Both worked in the same sort of way; code was written in a custom portable
assembly language, which was then translated into native machine code when it
was loaded into the machine. The TAOS language was VP1, the intent one was
VP2, and the first VP2 systems were hosted on TAOS, so it actually translated
VP2 into VP1 and then into native. Translation was very, very fast; as both VP
were pretty dense it was possible to load and translate VP faster than loading
native code, on certain combinations of platforms.

VP1 had 16 registers and a pretty simple instruction set. The original
incarnation was a assembler macro package. VP2 was way more complicated. It
had five register banks (int32, int64, pointer, float, double) of up to 65535
registers each. It was actually a pretty nice system to program in, especially
when the assembler got strong typing and structured programming support...
yeah, I know what you're thinking.

The OS itself was way ahead of its time: it was an asymmetric multiprocessor
system, where you could have any number of nodes of different CPU types hooked
together via a message-passing system. Code loading was transparent, and
devices and filesystems could be attached to any node on the system. It had a
blisteringly fast compositing GUI, cutting edge audio synthesis, hardware
accelerated OpenGL, and eventually ran on, deep breath: 386 x86 ARM MIPS
PowerPC MCore ColdFire Transputer ShBoom and a V, um, V840? Or something?

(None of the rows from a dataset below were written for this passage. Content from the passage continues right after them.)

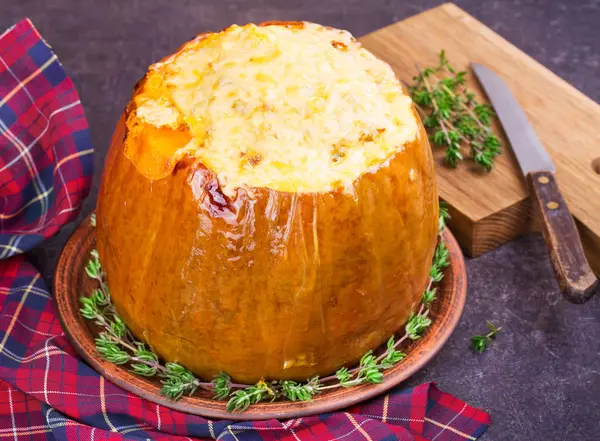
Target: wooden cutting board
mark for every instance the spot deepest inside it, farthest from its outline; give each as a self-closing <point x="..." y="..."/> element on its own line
<point x="490" y="209"/>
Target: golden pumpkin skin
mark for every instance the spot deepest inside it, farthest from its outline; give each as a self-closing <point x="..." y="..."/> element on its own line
<point x="266" y="284"/>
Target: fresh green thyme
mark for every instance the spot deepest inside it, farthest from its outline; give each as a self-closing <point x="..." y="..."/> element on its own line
<point x="479" y="343"/>
<point x="452" y="115"/>
<point x="117" y="344"/>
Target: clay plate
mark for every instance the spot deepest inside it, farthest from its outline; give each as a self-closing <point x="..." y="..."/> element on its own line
<point x="70" y="283"/>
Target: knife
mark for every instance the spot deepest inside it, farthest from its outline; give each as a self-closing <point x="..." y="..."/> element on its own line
<point x="575" y="277"/>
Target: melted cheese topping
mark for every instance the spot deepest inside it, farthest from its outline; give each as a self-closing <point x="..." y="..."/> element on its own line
<point x="298" y="108"/>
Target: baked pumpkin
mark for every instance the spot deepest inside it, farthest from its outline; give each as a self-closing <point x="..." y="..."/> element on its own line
<point x="272" y="210"/>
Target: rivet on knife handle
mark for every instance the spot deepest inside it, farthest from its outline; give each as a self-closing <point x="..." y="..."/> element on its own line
<point x="575" y="277"/>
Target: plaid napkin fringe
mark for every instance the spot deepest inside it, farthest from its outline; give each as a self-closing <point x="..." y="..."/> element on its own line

Our standard development procedure for new hardware was to have intent running
(inside a Linux process) on a desktop PC; we'd bootstrap a development board
up to the point of having serial support and the VP loader; then we'd hook
them together. Suddenly, we have a two-node system. We could start a terminal
on the desktop and see that node #0 was a Pentium and node #1 was, say, a
ColdFire. You could then spawn a process on node #1 and it would run
transparently on the dev board with full access to the desktop's filesystem
and device drivers, all running, quite slowly, over the serial link."